The stock market has gained $8 trillion in value, Trump said, explaining that this translates into the growing of retirement pensions and college savings accounts.

Turning to the tax reform bill, Trump said that the first $24,000 of income for a married couple is now “tax free,” while the business tax rate has been cut from 35 to 21 percent, enabling “American companies to compete and win.” It was also credited with three million workers receiving bonuses. Apple has hired 200,000 more workers, and Exxon Mobil has announced a $50 billion investment in the United States.
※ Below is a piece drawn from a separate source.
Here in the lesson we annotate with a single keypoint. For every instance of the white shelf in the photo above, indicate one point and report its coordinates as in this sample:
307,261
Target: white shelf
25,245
Yet, when Trump announced that the unemployment rate for African Americans and Hispanic Americans was at the lowest rate “ever recorded,” the TV cameras showed African American members of Congress sitting — stone-faced.

Pointing out a 12-year-old boy in the gallery who had led an effort to get flags placed on the graves of 40,000 American veterans, Trump said it reminds us of why we proudly stand for the National Anthem. He added that, in America, faith and family — not the government — are the center of American life.

Mentioning his recognition of Jerusalem as the capital of Israel, Trump lamented that dozens of countries in the United Nations had chosen to react by voting against America’s decision, including nations that had received billions of dollars in American aid. Trump vowed that he had taken names, and in the future, foreign assistance would go to “friends of America, not enemies of America.”

Trump introduced the contentious topic of immigration by reminding the members of Congress, “Americans are dreamers, too.” He asked members of both parties to fulfill their oaths to protect Americans, telling them that it was the duty of every person in the chamber to defend Americans first. After introducing C.J. Martinez, and ICE officers, whose team had arrested hundreds of illegal alien gang members, Trump promised to send him “reinforcements.”

Covering his bipartisan plan to give amnesty (although he did not call it that) to nearly two million illegal immigrants — the “Dreamers” — which he boasted was three times as much as the previous administration covered, he promised to give these illegal aliens citizenship over a 12-year period. In exchange, he called for a fully-secured border, with a “great wall,” and the end of “catch and release,” along with the end of the visa lottery system. He received some groans from the Democratic side of the aisle when he mentioned the end of “chain migration,” promising to limit sponsorship to spouses and minor children. Finally, he promised that the final immigration legislation would be an “iron-clad bill that puts America first.”

Probably the closest to boos from the Democrats came when he proudly proclaimed that the “individual mandate,” which Trump called the “core” of ObamaCare, is now dead, as a result of the tax bill.

While conservatives would be reassured with most of his speech, peppered with remarks about “judges who will interpret the Constitution as written,” and “totally defending the Second Amendment and religious liberty,” along with the proclamation that “we have ended the war against American energy and the war on beautiful clean coal,” there were a few parts of the speech that were troubling.

Trump promised to build “great vocational schools” (even though education is not one of the few and defined powers of the federal government), and he called for “paid family leave” (another policy that has no constitutional support in the enumerated powers listed in the Constitution). However, for the most part, it was a conservative speech. As Hemingway said, none of the State of the Union messages of the 12 years of Bush presidencies came close to matching this one.

But then again, that is not a high hurdle.